ORANGE (CNS) - Whenever there's a heat wave, authorities warn residents about the effects of the rising temperatures on infants or pets in cars, but an Orange County physician asked the public today (wed) to take notice of how much more dangerous it can be for the elderly.
Dr. Matthew Mullarky, a 60-year-old emergency room physician at St. Joseph Hospital in Orange, will sit in a hot car for about a half-hour Wednesday to show how the heat affects those advanced in age.
``I don't know that there's any statistic because it's kind of overlooked,'' Mullarky said of people leaving the elderly alone in a hot car. But it's an issue that should get more attention because with advances in medicine life expectancy is improving, Mullarky said.
``As our community is aging this is going to be potentially more of a frequent occurrence with caregivers and sometimes with family members taking people to appointments and going shopping, and with the elderly person not quite as mobile, they leave them in the car while they run a couple of errands,'' Mullarky said. The elderly can be more vulnerable to heat stroke because of medications they must take, Mullarky said.
``Simple things like antihistamine dry you out and you don't sweat as well and you won't dissipate the heat through evaporation as you normally would,'' he said. Some parents leave children in a car when they are fatigued, experts say.

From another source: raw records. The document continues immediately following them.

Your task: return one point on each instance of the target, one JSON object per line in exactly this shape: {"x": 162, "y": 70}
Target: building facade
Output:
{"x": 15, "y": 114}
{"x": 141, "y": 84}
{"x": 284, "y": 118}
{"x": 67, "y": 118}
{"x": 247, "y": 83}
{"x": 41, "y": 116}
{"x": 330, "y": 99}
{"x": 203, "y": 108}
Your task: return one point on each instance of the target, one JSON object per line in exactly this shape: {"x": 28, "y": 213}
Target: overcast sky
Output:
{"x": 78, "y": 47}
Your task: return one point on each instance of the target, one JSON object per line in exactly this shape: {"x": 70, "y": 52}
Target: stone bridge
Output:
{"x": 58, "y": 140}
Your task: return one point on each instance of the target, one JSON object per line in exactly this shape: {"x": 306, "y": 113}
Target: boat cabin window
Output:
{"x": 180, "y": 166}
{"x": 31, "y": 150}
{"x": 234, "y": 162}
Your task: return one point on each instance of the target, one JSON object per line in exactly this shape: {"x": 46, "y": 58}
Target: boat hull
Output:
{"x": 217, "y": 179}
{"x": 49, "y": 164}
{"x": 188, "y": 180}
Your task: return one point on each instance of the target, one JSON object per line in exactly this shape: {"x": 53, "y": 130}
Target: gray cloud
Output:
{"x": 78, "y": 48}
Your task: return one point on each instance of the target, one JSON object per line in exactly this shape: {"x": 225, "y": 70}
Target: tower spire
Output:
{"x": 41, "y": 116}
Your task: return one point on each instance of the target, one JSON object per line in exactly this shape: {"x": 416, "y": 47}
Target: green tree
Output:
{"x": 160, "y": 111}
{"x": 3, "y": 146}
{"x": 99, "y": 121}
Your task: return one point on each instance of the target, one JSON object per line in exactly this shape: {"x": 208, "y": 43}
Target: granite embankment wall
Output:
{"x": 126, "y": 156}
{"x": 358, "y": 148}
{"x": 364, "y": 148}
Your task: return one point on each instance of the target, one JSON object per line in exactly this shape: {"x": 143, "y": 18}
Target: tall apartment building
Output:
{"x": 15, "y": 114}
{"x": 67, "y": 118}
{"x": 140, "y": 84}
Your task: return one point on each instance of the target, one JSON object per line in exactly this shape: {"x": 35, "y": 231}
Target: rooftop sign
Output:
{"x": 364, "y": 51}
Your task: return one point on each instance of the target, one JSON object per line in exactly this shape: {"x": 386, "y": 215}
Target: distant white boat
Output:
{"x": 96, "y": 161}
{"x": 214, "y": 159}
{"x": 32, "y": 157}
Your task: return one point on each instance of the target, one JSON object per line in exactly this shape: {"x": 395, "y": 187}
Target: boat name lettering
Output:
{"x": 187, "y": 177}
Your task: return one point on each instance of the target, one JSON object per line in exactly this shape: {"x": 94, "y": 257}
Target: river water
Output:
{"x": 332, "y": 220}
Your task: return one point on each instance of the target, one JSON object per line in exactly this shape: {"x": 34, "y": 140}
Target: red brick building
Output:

``Sometimes with the kids, it's a matter of parents forgetting the child is with them,'' Mullarky said.
``They'll be doing a routine thing and the brain tricks them into thinking no one else is in the car with them.'' A child may have more capacity to verbalize their suffering and draw attention to it if left alone in a car in a public place, but some elderly who are mute wouldn't be able to draw the same help, Mullarky said. Mullarky plans to sit in a car and have his temperature and vital signs monitored.
``We'll keep the windows rolled up with no air conditioning and the car not running and try to see what the physical effects are,'' he said. Temperatures in cars can climb as high as 125 degrees, and 80 percent of that is reached in the first 10 minutes, Mullarky said.
``So leaving people in a car for a short period of time can have a physiological effect on them,'' he said.